Tour à tour pathétique, brutal et surtout maladroit, il ne peut inculquer à Mimi les valeurs qui l'ont piégé dans sa condition, et ne sait pas réellement vers lesquelles le diriger si ce n'est l'intitulé flou des "études". Cette incapacité le rend tour à tour attachant et détestable quand ce pragmatisme le rend imperméable à la volonté d'évasion et de rêve de son fils par la course à pied. Felice, né boiteux, a malgré ce handicap cette propension au rêve (et parfois à la mythomanie) et s'avère un modèle bien plus positif pour le héros.

Comencini durant une scène laisse Mimi verbaliser (bien malgré lui dans le cadre d'une rédaction scolaire) les émotions que lui procure la course, et nous les fait ressentir par sa mise en scène. Mimi court pour rattraper à vélo Crisolinda (Maria Giadda Faggioli), la jeune fille qui lui plaît, il court effectuer le trajet jusqu'à l'école en dépassant le car scolaire, chaque foulée est une manière d'échapper à son quotidien morne. Ce n'est que tardivement qu'intervient la possibilité de la compétition, et à l'exaltation et échappée intime de la course va alors s'ajouter celle de transcender sa condition par le sport.
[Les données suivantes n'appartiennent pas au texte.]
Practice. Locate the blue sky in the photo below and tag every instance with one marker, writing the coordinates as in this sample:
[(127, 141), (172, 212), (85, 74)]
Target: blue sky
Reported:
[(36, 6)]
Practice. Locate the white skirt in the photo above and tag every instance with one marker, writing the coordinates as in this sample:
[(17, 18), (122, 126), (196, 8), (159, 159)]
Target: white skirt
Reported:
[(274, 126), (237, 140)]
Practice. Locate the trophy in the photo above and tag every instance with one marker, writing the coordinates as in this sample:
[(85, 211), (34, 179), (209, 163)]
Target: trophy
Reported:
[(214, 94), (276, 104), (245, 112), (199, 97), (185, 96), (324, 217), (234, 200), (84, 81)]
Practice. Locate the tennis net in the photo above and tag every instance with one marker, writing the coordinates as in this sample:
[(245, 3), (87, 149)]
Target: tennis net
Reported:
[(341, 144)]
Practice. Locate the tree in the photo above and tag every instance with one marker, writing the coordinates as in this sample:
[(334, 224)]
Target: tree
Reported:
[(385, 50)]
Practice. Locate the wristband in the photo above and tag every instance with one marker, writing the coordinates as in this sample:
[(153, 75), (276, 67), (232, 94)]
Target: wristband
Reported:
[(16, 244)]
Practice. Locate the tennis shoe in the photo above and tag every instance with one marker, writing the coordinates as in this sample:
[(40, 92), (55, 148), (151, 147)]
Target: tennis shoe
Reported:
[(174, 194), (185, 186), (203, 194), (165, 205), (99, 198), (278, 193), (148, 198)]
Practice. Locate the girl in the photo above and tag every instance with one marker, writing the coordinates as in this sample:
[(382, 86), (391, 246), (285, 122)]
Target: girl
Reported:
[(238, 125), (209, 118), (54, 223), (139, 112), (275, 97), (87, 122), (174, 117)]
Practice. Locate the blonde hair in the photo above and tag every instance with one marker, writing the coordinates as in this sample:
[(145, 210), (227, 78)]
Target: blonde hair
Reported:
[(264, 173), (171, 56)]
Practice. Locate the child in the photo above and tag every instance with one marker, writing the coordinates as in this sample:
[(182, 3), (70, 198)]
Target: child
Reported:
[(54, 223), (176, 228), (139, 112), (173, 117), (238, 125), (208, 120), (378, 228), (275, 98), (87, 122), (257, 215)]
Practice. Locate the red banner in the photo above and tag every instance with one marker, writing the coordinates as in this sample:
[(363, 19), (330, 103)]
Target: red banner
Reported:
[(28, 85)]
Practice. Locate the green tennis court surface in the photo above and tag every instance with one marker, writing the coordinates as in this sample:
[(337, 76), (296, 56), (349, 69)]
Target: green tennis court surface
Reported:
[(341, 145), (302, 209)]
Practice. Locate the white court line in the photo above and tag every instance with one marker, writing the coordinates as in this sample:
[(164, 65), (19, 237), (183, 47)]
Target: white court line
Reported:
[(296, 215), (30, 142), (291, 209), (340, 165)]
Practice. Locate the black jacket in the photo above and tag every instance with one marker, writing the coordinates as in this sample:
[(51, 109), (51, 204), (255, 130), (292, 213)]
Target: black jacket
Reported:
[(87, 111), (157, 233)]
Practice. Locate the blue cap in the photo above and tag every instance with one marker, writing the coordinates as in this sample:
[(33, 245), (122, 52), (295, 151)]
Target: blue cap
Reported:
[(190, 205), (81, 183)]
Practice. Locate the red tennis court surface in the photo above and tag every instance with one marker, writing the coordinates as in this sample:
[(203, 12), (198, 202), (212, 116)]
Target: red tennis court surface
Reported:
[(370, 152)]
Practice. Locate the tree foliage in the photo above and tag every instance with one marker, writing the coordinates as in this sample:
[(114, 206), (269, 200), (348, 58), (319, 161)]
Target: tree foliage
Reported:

Comencini alterne entre les cadres sombres et confinés (la maison, l'école) synonymes de contraintes, avec les grands espaces dans lesquels le corps et l'esprit de Mimi se libèrent. Le réalisateur magnifie les paysages ruraux où se perd la silhouette frêle et rapide de Mimi, avant d'exprimer cet espoir d'ailleurs en capturant des environnements auquel il n'aurait pas eu accès sans la course. 

Le tout culmine bien sûr avec le final grandiose dans le stade romain, le petit bout de la lorgnette (Felice et Nicola regardant la course à la télévision) alternant avec l'imagerie sportive, olympique (le renouveau économique italien s'affirmera avec l'organisation des Jeux d'été à Rome en 1960) voire héroïque dans le superbe dépassement de soi de Mimi. Son émancipation est parallèlement celle aussi de sa mère (Thérèse Liotard) qui s'est affirmée pour le soutenir face à l'autorité patriarcale de son époux. La dernière phrase du film, un commentaire sportif décrivant Mimi après sa victoire, est "C'est un enfant de Calabre". L'image télévisée figée de Mimi sur ces mots cesse de désigner cette origine comme un fardeau pour enfin constituer une fierté.